Larasch: Wie verliefen die ersten Wochen nach dem Sturz?
Andi: Nach meinem Sturz habe ich mir zusätzlich noch einen Infekt zugezogen und musste allein schon deshalb 3 Tage pausieren. Somit gingen die Schmerzen an der Schulter relativ schnell wieder zurück. Jedoch merkte ich schnell, dass vor allem bei Maximalbelastungen die Schulter nicht mehr perfekt war. Zusätzlich zu den Physiobehandlungen machte ich ein Spezialtraining (Stabilisationsgrogramm) für die Schulter und konnte es ganz gut kompensieren. Im Rahmen der Deutschen Meisterschaft/ Zentralen Leistungskontrolle in Oberhof ließ ich die Schulter vom Mannschaftsarzt des DSV untersuchen. Dabei wurde festgestellt, dass in der Schulter ein Sehnenabriss in der Rotatorenmanschette vorlag, welcher dann sofort operiert wurde.

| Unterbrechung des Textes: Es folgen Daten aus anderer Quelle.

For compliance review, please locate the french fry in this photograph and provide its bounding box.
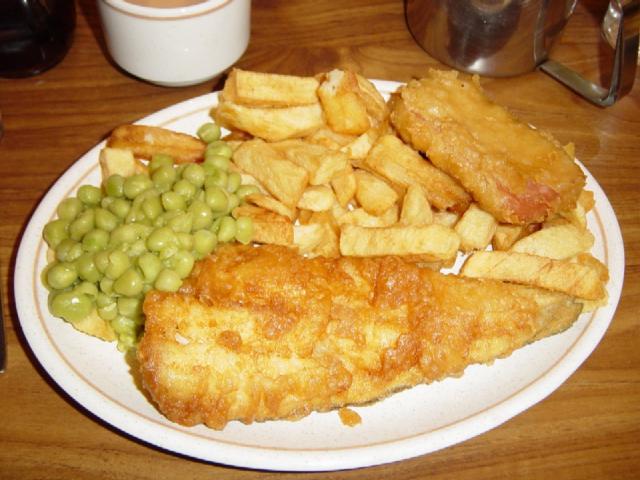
[334,205,398,227]
[510,223,594,260]
[460,251,606,300]
[99,147,147,181]
[340,224,460,261]
[400,184,433,225]
[298,185,336,212]
[331,165,358,208]
[222,68,320,107]
[214,101,324,142]
[245,193,296,221]
[354,170,398,216]
[271,140,349,185]
[107,125,206,163]
[233,139,309,209]
[454,203,498,252]
[232,205,293,247]
[364,135,471,212]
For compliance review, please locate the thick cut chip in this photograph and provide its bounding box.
[214,101,324,142]
[298,185,336,212]
[364,135,471,212]
[460,251,606,300]
[99,147,147,181]
[340,224,460,261]
[354,170,398,216]
[391,69,585,224]
[233,139,309,209]
[271,140,349,185]
[400,184,433,225]
[510,223,594,260]
[222,68,320,107]
[455,203,498,252]
[107,125,206,163]
[233,205,293,246]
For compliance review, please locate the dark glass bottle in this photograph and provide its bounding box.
[0,0,76,77]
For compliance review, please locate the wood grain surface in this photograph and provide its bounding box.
[0,0,640,480]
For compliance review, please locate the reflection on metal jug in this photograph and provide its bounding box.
[405,0,640,105]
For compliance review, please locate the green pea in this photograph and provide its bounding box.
[176,232,193,250]
[100,277,113,295]
[154,268,182,292]
[118,297,142,318]
[204,140,233,160]
[167,212,193,233]
[50,292,93,323]
[204,168,228,189]
[149,153,173,173]
[236,217,253,245]
[95,208,119,232]
[56,197,83,221]
[78,185,102,206]
[109,198,131,219]
[218,217,236,242]
[141,196,162,220]
[124,173,152,199]
[47,262,78,290]
[205,187,229,212]
[96,292,116,308]
[56,238,83,262]
[138,252,162,283]
[104,173,124,198]
[168,250,195,278]
[69,210,95,240]
[236,185,260,203]
[151,165,177,189]
[98,302,118,322]
[82,228,109,252]
[147,227,178,252]
[196,122,221,143]
[76,253,102,283]
[189,200,213,230]
[93,250,111,273]
[161,191,187,212]
[173,179,196,201]
[73,282,98,299]
[109,223,138,247]
[42,219,69,248]
[104,250,131,280]
[113,268,144,297]
[193,230,218,258]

Larasch: Das war natürlich äußerst ärgerlich, da du nach der sehr erfolgreichen Saison 2015/2016, wo du den Sprung in den Nationalkader wieder geschafft hattest, auf einem sehr guten Weg warst, dich weiterhin konsequent zu verbessern. Wie lief für dich das Frühjahr/Sommer 2016?
Andi: Grundsätzlich lief die Vorbereitung sehr gut. Gleich nach der letzten Saison war ich mit meiner Skifirma Atomic bei Skitests und konnte im Bereich Material das sehr hohe Niveau mit einigen sehr guten Weiterentwicklungen ausbauen. Sportlich konnte ich mich in verschieden Bereichen gut weiter entwickeln und sogar ein paar persönliche Bestzeiten unterbieten. Neben dem sportlichen gab es ein paar Hürden zu nehmen. So schaffte ich es, ab 1.7.2016 wieder in der Sportfördergruppe der Bundeswehr eingestellt zu werden.

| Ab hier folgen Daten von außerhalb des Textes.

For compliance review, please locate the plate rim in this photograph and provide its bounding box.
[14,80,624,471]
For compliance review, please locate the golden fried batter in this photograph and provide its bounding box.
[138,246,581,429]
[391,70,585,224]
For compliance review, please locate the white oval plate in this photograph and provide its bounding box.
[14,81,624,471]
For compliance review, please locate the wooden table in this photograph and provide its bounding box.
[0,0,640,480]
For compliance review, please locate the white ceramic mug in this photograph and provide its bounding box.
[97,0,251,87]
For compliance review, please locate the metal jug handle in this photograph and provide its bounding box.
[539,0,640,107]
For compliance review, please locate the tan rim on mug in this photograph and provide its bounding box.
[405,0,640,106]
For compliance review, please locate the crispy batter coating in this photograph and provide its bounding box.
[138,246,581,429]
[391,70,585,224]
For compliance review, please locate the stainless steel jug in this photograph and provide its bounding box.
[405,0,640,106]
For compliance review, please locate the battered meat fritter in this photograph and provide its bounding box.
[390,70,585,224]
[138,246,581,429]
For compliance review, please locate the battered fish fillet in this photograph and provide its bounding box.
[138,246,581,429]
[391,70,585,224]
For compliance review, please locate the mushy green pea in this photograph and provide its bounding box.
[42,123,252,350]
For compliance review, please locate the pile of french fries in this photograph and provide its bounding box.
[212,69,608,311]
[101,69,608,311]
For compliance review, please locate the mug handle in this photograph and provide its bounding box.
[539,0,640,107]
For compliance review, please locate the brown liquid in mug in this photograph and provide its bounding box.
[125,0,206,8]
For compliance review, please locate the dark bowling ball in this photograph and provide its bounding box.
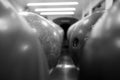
[50,55,79,80]
[20,12,62,69]
[0,0,48,80]
[68,12,103,66]
[49,21,64,43]
[81,1,120,80]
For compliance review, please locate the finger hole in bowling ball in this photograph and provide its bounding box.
[72,38,79,48]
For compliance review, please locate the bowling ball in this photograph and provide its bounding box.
[81,0,120,80]
[49,20,64,43]
[0,0,48,80]
[68,11,103,66]
[19,12,62,69]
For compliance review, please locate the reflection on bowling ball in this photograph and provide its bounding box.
[81,0,120,80]
[49,20,64,43]
[68,11,103,66]
[50,55,79,80]
[20,12,62,69]
[0,0,48,80]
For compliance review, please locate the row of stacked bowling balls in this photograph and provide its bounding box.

Larasch: Diese sehr positive Entwicklung (bis zu deinem Sturz) geht eine sehr schwierige Situation ab Sommer 2015 voraus, indem du deinen Kaderstatus und damit deinen Platz in der Sportfördergruppe der Bundeswehr verloren hattest. Was waren die genauen Gründe für den Ausschluss?
Andi: Für die genauen Gründe kann sicher der Verband oder die Sportfördergruppe mehr dazu sagen.

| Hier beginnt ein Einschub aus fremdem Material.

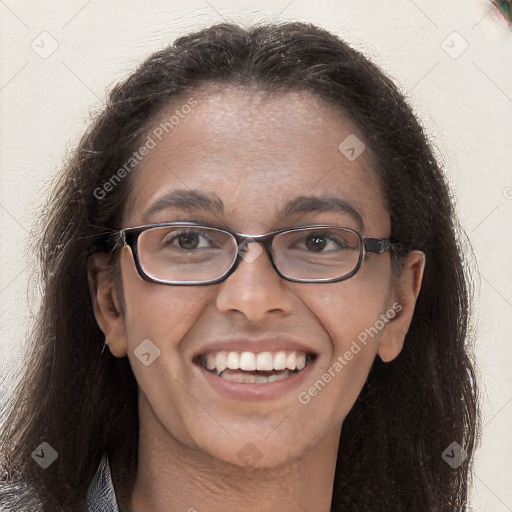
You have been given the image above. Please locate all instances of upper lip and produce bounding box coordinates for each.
[193,336,316,359]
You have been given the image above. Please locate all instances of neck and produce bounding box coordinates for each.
[127,394,341,512]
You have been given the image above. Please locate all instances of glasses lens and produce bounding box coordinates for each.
[137,226,237,282]
[272,228,361,279]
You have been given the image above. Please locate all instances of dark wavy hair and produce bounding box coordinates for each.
[0,23,481,512]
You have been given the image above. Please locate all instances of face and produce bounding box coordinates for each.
[91,88,421,466]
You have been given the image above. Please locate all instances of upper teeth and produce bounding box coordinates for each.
[201,350,306,372]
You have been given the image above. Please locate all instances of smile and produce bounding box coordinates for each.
[199,350,315,384]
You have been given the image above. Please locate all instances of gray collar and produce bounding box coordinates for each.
[87,453,119,512]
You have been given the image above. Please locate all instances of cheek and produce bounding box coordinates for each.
[299,275,389,416]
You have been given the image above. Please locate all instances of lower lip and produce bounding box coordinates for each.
[197,361,315,401]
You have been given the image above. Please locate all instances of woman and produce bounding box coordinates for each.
[2,23,479,512]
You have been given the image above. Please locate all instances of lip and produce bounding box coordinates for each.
[194,359,316,401]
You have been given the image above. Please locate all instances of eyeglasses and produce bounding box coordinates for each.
[113,222,399,285]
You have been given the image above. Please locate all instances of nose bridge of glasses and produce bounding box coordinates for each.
[235,233,275,261]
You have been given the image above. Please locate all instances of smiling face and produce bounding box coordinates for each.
[90,87,423,466]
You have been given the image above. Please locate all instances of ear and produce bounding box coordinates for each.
[379,251,426,362]
[87,253,127,357]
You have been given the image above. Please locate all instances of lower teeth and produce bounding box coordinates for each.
[214,370,298,384]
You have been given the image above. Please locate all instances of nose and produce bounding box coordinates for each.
[216,241,296,322]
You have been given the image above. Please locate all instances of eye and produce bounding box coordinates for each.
[162,230,211,251]
[301,232,350,252]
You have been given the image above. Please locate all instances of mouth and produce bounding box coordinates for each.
[195,350,316,384]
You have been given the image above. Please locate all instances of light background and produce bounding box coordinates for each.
[0,0,512,512]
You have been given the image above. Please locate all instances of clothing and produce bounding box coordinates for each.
[87,453,119,512]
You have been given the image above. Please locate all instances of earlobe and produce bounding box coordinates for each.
[87,253,127,357]
[378,251,426,362]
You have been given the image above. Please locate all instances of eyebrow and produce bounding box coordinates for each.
[142,189,364,230]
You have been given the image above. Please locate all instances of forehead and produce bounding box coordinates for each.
[123,87,387,232]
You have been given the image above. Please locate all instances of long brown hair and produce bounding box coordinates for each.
[0,23,480,512]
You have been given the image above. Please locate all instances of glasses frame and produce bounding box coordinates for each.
[112,221,401,286]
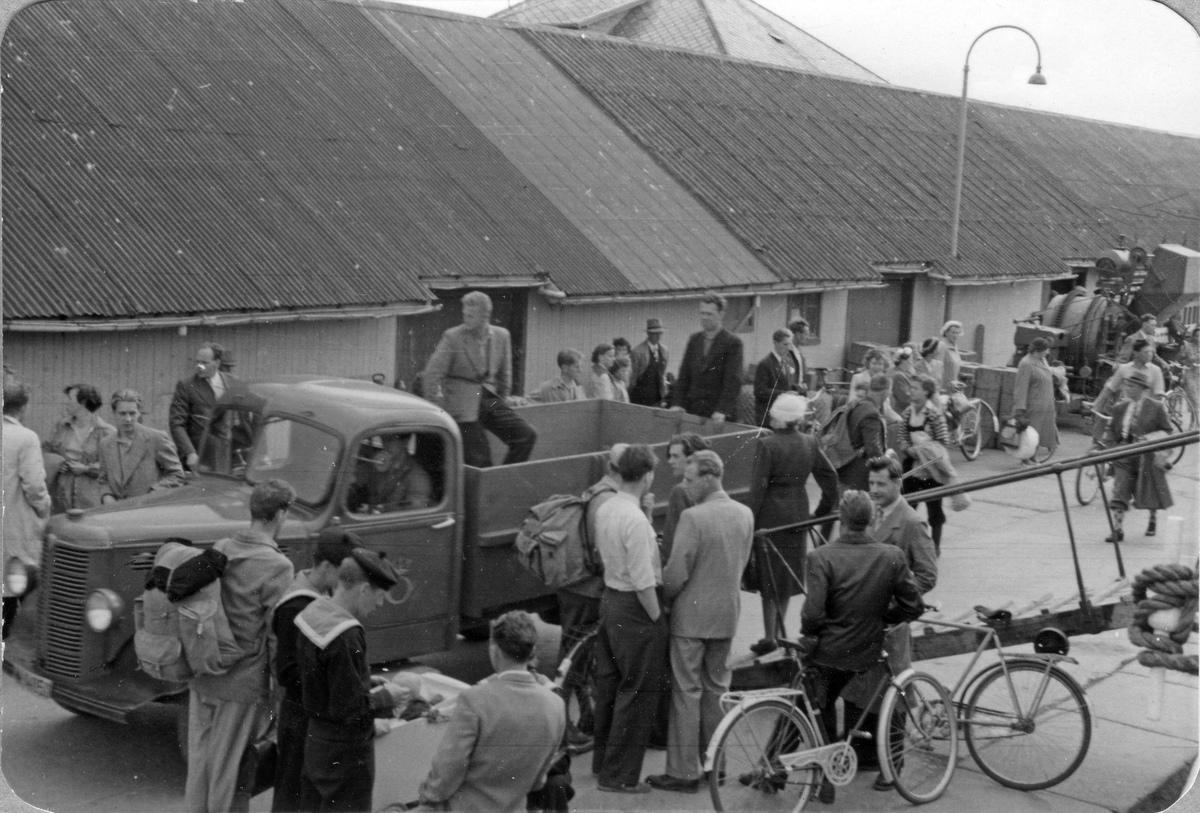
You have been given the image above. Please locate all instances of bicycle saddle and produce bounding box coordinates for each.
[974,604,1013,624]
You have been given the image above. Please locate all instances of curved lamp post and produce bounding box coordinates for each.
[950,25,1046,257]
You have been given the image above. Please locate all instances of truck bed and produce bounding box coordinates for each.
[462,401,760,618]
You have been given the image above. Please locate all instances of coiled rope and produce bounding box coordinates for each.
[1129,565,1200,675]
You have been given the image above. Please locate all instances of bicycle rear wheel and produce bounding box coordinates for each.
[876,672,959,805]
[959,401,983,460]
[1075,464,1109,505]
[708,699,822,813]
[966,661,1092,790]
[1163,390,1196,465]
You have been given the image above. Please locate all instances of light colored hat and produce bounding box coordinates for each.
[769,392,809,423]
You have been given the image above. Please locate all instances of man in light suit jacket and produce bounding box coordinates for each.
[671,291,742,427]
[421,290,538,468]
[646,450,754,793]
[420,610,566,813]
[168,342,235,471]
[100,390,184,505]
[754,327,800,426]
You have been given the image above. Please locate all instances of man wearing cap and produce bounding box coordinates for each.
[295,548,410,813]
[168,342,236,471]
[421,290,538,468]
[185,480,295,813]
[754,327,800,426]
[800,489,924,803]
[646,450,754,793]
[271,528,362,813]
[671,291,743,428]
[629,318,671,407]
[1104,371,1175,542]
[420,610,566,813]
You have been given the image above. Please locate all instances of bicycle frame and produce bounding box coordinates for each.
[917,619,1087,728]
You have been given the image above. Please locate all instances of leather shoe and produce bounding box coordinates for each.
[596,782,650,794]
[646,773,700,794]
[750,638,779,657]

Aber kurz gesagt: Ich war wohl zu schlecht!
Larasch: Wieso hast du dich trotzdem dafür entschieden, auf eigene Kosten das Training fortzuführen und es noch einmal zu probieren?
Andi: Das ist ganz schnell auf den Punkt gebracht: Langlauf ist einfach meine Leidenschaft und Leidenschaft siegt!
Larasch: Was hatte sich konkret durch die neue Konstellation an deiner Trainingssituation geändert?
Andi: Da ich am Stützpunkt Ruhpolding verschiede Dinge, die vom DSV/OSP Bayern oder dem Stützpunkt zur Verfügung gestellt werden, nicht mehr in Anspruch nehmen durfte, änderte sich meine Situation natürlich gravierend.
Ich war mehr oder weniger auf mich alleine gestellt. Zudem musste ich mir ein umfangreiches Konzept erarbeiten, um meinen Sport, den Skilanglauf, weiterhin „professionell“ ausüben zu können. Dieses beinhaltete unter anderem auch, dass ich mir meine Trainingspläne selbst zusammenstellte. Meine vielen Erfahrungen der letzten Jahre kamen mir dabei zugute und ich konnte gut auf diese zurückgreifen. Dabei wurde schnell klar, dass es nicht darauf ankam, mit den vielen verschiedenen Trainingsdaten zu rechnen, sondern dass das Wichtigste ist, jeden Tag so perfekt wie möglich zu trainieren. Dazu gehört, die Pausen dann zu machen, wenn man spürt, dass man sie braucht. An seinen Schwächen stets zu arbeiten, ist ein weiteres wichtiges Element meines Trainings. Kurzum, das System ist ein sehr simples: Leidenschaft gewinnt und ich bin einfach meiner Leideschaft nachgegangen. Ich liebe den Skilanglauf dadurch noch viel mehr!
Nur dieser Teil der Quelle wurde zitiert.